The land’s commercial zoning may allow the rental of RV space for travelers along Highway 218, which is part of the 286-mile Journey Through Time Scenic Byway.
A motorhome on the property generates $ 350 per month in rent. Annual property taxes are less than $ 400, Rosenthal said.
The auction reserve price of $ 258,500 is $ 90,500 less than the last asking price of $ 349,000.
The cash sale includes most of the furniture and a collection of books, signs, photos, clothing and newspaper clippings from the Rajneeshpuram era, Rosenthal added.
The museum has loaned memorabilia reflecting the region’s past to the High Desert Museum in Bend for the âImagine the Worldâ exhibit, which opens in January. The new owner of the Antelope property will receive the items as part of the deal after the show closes in October 2022.
The building for sale was built on a stone foundation by the Old Order of United Workers (AOUW), the first fraternal organization in the world to provide life insurance for workers. Oregon’s other AOUW building in Portland was demolished in 2017.

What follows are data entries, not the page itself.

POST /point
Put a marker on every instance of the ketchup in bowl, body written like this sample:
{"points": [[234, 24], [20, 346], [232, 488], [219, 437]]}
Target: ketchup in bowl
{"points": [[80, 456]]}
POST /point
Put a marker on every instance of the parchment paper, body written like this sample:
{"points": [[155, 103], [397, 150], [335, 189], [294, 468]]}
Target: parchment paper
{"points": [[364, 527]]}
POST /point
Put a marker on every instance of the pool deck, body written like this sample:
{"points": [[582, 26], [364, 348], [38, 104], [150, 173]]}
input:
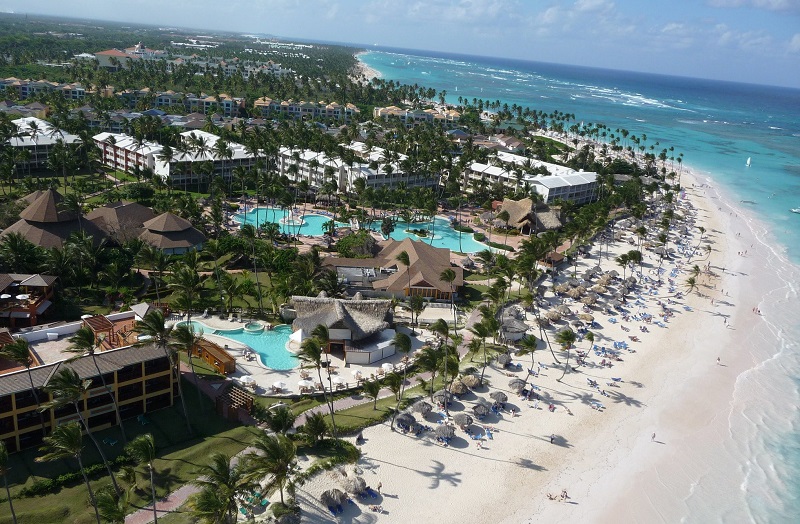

For decades, the livestock, mining and railroad workers living around Antelope have walked through double-entry doors to socialize and receive support when needed.
From 1981, Bhagwan Shree Rajneesh and his followers moved to Antelope and reported some of their activities in their diary.
Over time, they transformed the undeveloped Big Muddy Ranch around the John Day River into a self-contained complex with residences, meeting rooms, nightclubs, medical clinics, a crematorium, a bakery, an airport and a dam surrounded by a giant grass logo painted with doves.
Members wore clothing in shades of red, purple and pink, which made them look like a color-coordinated cult, wrote the Oregonian’s Kristi Turnquist.
Rajneeshees would line up for a “daily drive” to greet the guru as he slowly accompanied them in one of his 74 Rolls-Royces.
The complex was abandoned in 1985 as authorities sought to link the commune’s leaders and members with food poisoning, murder plots, immigration fraud and other crimes.
The Bhagwan was deported and sent back to India. Sheela and others were convicted of various charges and served prison terms.
Big Muddy Ranch has been sold and is now operated as a Washington Family Ranch camp by Young Life.
By 2000, most of what had been built in the Rajneeshpuram settlement was either decaying or had disappeared.
The current owner of the building, which is in town and not part of the settlement, bought the structure in 1995, then restored it and added a kitchen and bathroom.
Following the release of the 2018 Emmy Award-winning documentary “Wild Wild Country,” the building became the Wild Wild Country Museum, featuring artifacts left behind by Bhagwan followers.
For more on the story, read the Oregonian’s original 20-part investigative series of Rajneeshees.